Baystate Children's Hospital ranked among nation's best for diabetes treatment
SPRINGFIELD – Baystate Children's Hospital has been ranked in pediatric diabetes and endocrinology in U.S. News & World Report's 2013-14 Best Children's Hospitals rankings.
The Springfield children's hospital ranked 34th nationally in care for children in the specialty. This is its first-ever U.S. News recognition.
The rankings highlight the top 50 U.S. hospitals in each of these pediatric specialties: cancer, cardiology and heart surgery, diabetes and endocrinology, gastroenterology and GI surgery, neonatology, nephrology, neurology and neurosurgery, orthopedics, pulmonology, and urology. Eighty-seven hospitals ranked in at least one of the 10 specialties.
"Baystate Children's Hospital deserves high praise," Health Rankings Editor Avery Comarow said. "Ranking shows the dedication and expertise that Baystate brings to the care of children who need those qualities the most. We think it is important to identify and call attention to pediatric centers like this one."
U.S. News introduced the Best Children's Hospitals rankings in 2007 to help families of sick children find the best medical care available. The rankings offer families an exclusive look at quality-related information at the individual hospital level.
"We're elated to be included on this elite list of children's hospitals," Dr. Lindsey Grossman, chair of pediatrics at Baystate Children's Hospital, said. "Being recognized for world-class diabetes and endocrine care is particularly gratifying given the comparatively high prevalence of these conditions in our community. Our kids here in western New England deserve the best, and we're very proud to be recognized as giving it to them."
Dr. Holley Allen, chief of Baystate Pediatric Endocrinology, said, "Children coping with diabetes and other endocrine disorders require a high level of specialized expertise. And we see time and again that having this level of expertise here in western Massachusetts makes a tremendous difference in helping kids and families manage these health challenges. In addition to the health impact of the care itself, it also saves time in the car and expense – and gives the kids more time to be kids, and enjoy time with family and friends."
Dr. Evan Benjamin, senior vice president of Healthcare Quality for Baystate Health, said, "This prestigious recognition is another affirmation that we're continuing our ascent as a national leader in quality of care, across our health system. We're very proud and very grateful for this honor, and I congratulate all the physicians, nurses and other employees who played a part in it."
Baystate Children's Hospital provides a comprehensive range of pediatric primary care and inpatient and outpatient sub-specialty services. Among Baystate Children's Hospital's Springfield-based services are the region's only neonatal and pediatric intensive care units, the Baystate Family Advocacy Center and the recently opened Sadowsky Family Pediatric Emergency Department.
"We want families across the region to know that we are here for them with outstanding pediatric care in general and specialty areas," Molly Gray RN, director of Baystate Children's Hospital, said. "Those families are partners with us in helping their kids be as healthy and happy as they can be. This recognition is one for all of us to celebrate, as a hospital and as a community."
The Baystate Pediatric Endocrinology and Diabetes program is composed of a team of providers, nurses, certified diabetes educators, nutritionists, a social worker and staff who care not just for children, and also for the families that they serve in the region. More than 500 children and adolescents with diabetes receive intensive personalized care from this multidisciplinary team. With partial support from a grant from the Massachusetts Department of Public HealthwHHe, the Baystate pediatric diabetes team has partnered with school nurses in Springfield and outlying cities and towns to improve diabetes care in the schools.

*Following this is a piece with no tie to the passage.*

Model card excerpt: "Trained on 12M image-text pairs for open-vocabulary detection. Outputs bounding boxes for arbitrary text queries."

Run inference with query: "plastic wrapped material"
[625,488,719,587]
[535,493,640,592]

For the U.S. News children's hospital rankings, each hospital's reputation among doctors was only a small part of what U.S. News factored into its rankings. Three-quarters of each hospital's score was determined through an analysis of patient outcomes and data on the structural resources each hospital has for pediatric care. To gather data, U.S. News used two surveys: a clinical questionnaire sent to 179 pediatric hospitals and, for the reputational assessment, a survey of 150 pediatric specialists and subspecialists in each specialty. The 1,500 physicians were asked where they would send the sickest children in their specialty, setting aside location and expense.